Williams and Foy say they were given permission to pass through two checkpoints as they left the parade—which was marred by violence—to get to a press conference. "I was actually handcuffed while talking to the chief of police telling him what was going on," recalled Williams, who blasted the arresting officers as racially-profiling liars. (Both Williams and Foy are black.) Shortly after the incident, the NYCLU filed complaints with the NYPD’s Internal Affair Bureau on behalf of the men.

IAB investigators determined that an officer used excessive force when shoving Foy to the ground, and that a supervisor did not provide adequate supervision. According to the NYCLU, the officer and the supervisor will receive command disciplines, while a third cop was reprimanded for not communicating that he had allowed the two men to pass through a checkpoint. Command disciplines "typically involve a loss of vacation days and a notice entered into the officer’s personnel file," the Times reports.

At a press conference today, Williams and Foy said they were glad to see the officers disciplined, but that what happened to them was all too common. "What happened to me was a symptom of a larger problem," Williams told reporters, and released a statement saying, "This needs to be a teachable moment for the N.Y.P.D. as to its unjust encounters with the hundreds of thousands of black and Latino New Yorkers that are subject to a discriminatory police culture every day."
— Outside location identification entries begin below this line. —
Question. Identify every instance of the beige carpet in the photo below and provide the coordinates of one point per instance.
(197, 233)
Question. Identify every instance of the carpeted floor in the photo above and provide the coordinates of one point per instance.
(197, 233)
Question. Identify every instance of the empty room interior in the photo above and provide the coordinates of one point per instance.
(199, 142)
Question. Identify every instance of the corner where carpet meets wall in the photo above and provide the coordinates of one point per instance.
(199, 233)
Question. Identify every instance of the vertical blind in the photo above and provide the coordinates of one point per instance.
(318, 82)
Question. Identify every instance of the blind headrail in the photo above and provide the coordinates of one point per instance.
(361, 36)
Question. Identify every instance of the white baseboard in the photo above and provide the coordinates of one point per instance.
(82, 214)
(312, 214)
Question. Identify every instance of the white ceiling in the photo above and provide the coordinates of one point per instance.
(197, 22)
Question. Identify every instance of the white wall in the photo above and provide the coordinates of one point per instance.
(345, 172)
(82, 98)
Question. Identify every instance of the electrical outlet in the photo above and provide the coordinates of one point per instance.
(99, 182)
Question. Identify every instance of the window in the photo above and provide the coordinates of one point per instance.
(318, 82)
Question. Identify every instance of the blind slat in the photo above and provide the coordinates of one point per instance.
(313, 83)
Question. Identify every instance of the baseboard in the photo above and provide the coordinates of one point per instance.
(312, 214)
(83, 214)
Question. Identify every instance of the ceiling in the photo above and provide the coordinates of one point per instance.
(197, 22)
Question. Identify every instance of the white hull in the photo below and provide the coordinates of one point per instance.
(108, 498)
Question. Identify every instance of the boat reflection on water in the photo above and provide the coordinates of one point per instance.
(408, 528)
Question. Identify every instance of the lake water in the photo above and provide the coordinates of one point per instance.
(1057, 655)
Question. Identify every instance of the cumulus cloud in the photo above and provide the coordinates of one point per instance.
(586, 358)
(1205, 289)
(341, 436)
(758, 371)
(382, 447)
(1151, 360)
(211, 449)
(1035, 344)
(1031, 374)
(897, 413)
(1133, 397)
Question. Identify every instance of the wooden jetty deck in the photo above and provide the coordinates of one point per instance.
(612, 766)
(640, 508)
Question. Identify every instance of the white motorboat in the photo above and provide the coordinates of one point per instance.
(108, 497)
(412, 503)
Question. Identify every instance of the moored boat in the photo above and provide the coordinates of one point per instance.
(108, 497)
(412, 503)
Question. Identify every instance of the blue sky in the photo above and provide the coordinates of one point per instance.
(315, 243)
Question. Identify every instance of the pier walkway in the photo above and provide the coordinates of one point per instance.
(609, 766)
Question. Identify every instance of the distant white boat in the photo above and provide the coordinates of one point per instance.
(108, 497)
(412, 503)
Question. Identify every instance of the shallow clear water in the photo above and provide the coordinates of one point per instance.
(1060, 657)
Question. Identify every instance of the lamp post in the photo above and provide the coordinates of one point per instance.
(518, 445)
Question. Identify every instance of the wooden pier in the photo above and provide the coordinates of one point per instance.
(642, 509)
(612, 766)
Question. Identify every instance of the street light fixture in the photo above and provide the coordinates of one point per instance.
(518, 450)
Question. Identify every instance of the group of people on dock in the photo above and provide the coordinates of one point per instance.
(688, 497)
For another perspective, we turn to Deputy Inspector Roy T. Richter, the president of the Captain's Endowment Association, a police union representing high ranking city officers. "This is about an elected official who was in a rush and decided to use his position to get through a police barricade," Inspector Richter tells the Times. "It is wrong that all these officers will now face discipline to appease some political purpose. Again, they were only doing their job."